Solved: Re: Creating multiple records from single record

kothasaikrishna · Posted 07-16-2019 06:18 PM

Hi I have dataset as follows:

obs col1

1. ar/t; br/t

2. k

3. m-p, i

I need to create another dataset as follows:

obs col1

1. a

2 b

3 k

4 m

5 n

6 o

7 p

8 i

can you help me with that. Thanks!

Reeza · Posted 07-16-2019 10:32 PM

Thanks, it was dinner time 🙂

data have;
	original="ar/t; br/t";
	output;
	original="k";
	output;
	original="m-p, i";
	output;
run;

data want;
	set have;
	*number of terms;
	n_terms=countc(original, ";,")+1;
	
	*remove r/t;
    p1=tranwrd(original, 'r/t', '');


	do i=1 to n_terms;
	    *separate into items;
		term=scan(p1, i, ';, ');

        *check if fields contains hyphen;
		if find(term, '-') then
			do;
			    *find start and end of loop by converting to ascii and back;
				start_letter=rank(scan(term, 1, '-'));
				end_letter=rank(scan(term, 2, '-'));

                *loop through and output for each letter;
				do j=start_letter to end_letter;
					term=byte(j);
					output;
				end;
			end;
	     *if no hyphen output;
	     else output;

	end;
	keep term original n_terms;
run;

View solution in original post

Reeza · Posted 07-16-2019 06:31 PM

Are those all the rules? How do you know which to expand and which to truncate?
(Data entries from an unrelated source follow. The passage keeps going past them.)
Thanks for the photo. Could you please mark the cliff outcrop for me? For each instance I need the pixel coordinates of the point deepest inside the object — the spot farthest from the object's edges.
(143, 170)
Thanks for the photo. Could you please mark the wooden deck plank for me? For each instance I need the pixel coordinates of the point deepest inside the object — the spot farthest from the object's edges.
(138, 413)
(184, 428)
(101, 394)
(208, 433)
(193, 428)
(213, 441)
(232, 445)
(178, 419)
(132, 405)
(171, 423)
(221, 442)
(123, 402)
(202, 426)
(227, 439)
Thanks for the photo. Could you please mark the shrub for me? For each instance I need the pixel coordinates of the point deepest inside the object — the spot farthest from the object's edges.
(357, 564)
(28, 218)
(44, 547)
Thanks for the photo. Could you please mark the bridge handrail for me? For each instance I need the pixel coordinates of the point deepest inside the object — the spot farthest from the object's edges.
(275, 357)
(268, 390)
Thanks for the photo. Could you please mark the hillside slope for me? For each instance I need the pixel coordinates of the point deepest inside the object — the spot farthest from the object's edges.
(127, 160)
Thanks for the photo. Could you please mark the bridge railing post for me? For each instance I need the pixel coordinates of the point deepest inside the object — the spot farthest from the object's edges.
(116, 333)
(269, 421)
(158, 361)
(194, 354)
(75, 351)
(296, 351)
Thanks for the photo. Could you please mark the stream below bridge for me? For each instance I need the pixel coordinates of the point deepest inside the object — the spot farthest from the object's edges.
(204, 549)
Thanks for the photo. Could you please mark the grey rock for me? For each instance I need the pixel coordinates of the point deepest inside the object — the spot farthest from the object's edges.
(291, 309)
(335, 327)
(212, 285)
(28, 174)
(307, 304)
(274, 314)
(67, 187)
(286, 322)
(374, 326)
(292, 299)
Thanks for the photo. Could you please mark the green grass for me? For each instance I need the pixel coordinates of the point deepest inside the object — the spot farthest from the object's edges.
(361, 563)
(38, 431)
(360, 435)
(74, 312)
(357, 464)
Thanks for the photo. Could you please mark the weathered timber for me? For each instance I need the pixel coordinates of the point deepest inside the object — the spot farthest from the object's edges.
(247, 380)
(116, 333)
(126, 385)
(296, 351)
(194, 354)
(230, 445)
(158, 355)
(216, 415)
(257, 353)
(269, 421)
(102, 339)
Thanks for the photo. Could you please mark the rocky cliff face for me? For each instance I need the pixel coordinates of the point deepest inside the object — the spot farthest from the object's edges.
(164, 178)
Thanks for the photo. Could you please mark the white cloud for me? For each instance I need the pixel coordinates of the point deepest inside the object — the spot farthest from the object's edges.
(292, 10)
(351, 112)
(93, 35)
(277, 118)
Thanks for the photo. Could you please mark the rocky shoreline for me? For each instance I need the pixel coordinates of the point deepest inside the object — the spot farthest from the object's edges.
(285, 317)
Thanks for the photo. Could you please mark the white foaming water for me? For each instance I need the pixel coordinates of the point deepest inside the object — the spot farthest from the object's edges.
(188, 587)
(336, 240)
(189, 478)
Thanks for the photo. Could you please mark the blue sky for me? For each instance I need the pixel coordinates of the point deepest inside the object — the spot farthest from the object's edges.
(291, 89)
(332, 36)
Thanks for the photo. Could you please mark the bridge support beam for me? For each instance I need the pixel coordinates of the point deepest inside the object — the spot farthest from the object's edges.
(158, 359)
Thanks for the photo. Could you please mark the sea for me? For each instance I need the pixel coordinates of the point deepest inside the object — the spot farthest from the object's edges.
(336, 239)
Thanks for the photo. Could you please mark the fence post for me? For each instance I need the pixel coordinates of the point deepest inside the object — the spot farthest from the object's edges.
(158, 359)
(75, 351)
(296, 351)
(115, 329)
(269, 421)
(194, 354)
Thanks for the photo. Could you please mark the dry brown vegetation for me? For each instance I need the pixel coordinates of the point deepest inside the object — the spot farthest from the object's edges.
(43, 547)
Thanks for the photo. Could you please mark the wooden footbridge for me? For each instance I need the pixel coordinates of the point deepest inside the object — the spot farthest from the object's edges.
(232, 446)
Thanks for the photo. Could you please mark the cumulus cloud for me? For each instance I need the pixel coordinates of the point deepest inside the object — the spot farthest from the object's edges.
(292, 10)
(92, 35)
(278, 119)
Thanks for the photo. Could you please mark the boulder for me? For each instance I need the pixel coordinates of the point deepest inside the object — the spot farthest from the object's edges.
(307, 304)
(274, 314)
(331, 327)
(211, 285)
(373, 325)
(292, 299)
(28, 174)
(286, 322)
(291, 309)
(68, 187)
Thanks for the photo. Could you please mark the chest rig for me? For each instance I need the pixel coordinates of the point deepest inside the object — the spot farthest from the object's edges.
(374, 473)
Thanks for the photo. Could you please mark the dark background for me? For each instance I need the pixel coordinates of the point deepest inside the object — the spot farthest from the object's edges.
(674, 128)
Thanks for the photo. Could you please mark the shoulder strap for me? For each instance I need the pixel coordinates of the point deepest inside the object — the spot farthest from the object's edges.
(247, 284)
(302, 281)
kothasaikrishna · Posted 07-16-2019 06:37 PM

I have series alphabets from m to p which were mentioned as m-p, I need to expand those and put them in multiple rows

Reeza · Posted 07-16-2019 06:40 PM

So we can ignore the first two observations and everything from them? Only worry about that last record then with the hyphen? It's always a hyphen and no other fields have hyphens? If we don't understand the rules, we can't code a solution.

kothasaikrishna · Posted 07-16-2019 06:55 PM

I have the instructions that i need to take out r/t in the first observation and put the two alphabets a, b in two different observations, for the third observation i need to expand from m to p and put them in different observations and alphabet i comes as the last observation. Thanks!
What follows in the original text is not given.